ADR-024: Deep Provider Fingerprinting¶
- Status: Accepted
- Date: 2026-01-11
- Updated: 2026-01-16
- Authors: Podcast Scraper Team
- Related RFCs: RFC-016
Context & Problem Statement¶
AI outputs are highly sensitive to environment variables (PyTorch version, GPU model, quantization level). Simply recording the model name (whisper-large-v3) is insufficient to reproduce a result exactly or to debug a sudden drop in quality.
Decision¶
We implement Deep Provider Fingerprinting. Every AI-generated output (transcript, summary) must include a fingerprint containing:
- Run Context: Run ID, baseline/reference ID, dataset ID, git commit/branch/dirty status
- Provider: Provider type, library, library version
- Model: Task, model name, model version/revision, endpoint, tokenizer details
- Generation Params: Temperature, top_p, max_new_tokens, min_new_tokens, repetition_penalty, seed
- Preprocessing: Profile ID, profile version, detailed steps (remove_timestamps, normalize_speakers, etc.)
- Chunking: Strategy, token/word chunk sizes, overlap, boundary heuristics
- Prompts: Template ID, template SHA256, parameters
- Environment: Python version, OS, dependencies
- Runtime: Device (MPS/CUDA/CPU), backend, torch version, dtype, inference backend, compile settings
Implementation: The fingerprint is stored as fingerprint.json in baseline/reference/run directories, with a reference from predictions.jsonl entries via fingerprint_ref.
Rationale¶
- Reproducibility: Enables developers to perfectly recreate an experimental environment.

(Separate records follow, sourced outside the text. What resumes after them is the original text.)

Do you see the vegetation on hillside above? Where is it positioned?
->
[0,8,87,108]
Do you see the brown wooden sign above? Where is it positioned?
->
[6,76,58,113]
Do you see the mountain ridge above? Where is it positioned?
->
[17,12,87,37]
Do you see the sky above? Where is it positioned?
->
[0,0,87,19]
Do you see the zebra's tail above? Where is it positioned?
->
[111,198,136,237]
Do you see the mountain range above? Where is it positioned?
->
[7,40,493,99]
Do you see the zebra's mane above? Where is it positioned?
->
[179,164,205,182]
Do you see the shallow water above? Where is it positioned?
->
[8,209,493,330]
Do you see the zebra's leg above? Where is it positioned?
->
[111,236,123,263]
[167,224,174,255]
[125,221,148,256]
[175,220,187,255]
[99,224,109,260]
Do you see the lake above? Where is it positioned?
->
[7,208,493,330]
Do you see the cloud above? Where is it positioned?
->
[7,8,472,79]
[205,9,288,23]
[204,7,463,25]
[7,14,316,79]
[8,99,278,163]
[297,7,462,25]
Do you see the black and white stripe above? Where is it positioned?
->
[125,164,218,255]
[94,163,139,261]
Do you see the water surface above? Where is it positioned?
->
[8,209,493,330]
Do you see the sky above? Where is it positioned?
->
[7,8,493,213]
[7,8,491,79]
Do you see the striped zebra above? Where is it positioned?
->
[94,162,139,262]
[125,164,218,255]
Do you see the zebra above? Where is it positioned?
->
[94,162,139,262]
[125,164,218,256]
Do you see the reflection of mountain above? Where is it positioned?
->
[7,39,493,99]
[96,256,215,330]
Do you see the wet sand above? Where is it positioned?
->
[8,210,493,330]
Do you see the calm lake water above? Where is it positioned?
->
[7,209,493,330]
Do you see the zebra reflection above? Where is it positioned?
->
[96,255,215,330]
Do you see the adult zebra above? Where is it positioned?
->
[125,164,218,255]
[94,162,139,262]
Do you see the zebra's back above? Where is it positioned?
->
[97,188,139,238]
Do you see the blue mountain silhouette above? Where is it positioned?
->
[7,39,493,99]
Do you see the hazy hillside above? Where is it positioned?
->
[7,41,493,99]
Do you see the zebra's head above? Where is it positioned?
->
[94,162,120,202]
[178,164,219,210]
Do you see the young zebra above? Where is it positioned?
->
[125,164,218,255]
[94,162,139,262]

- Debugging: If metrics drop between two machines, the fingerprint quickly identifies if the cause is a library version mismatch or hardware difference.
- Transparency: Provides full "provenance" for every piece of generated content.
Alternatives Considered¶
- Basic Metadata: Rejected as it misses critical hardware/library variables that impact model non-determinism.
Consequences¶
- Positive: Scientific-grade experimental tracking; easier cross-machine debugging.
- Negative: Adds a small amount of overhead to output metadata files.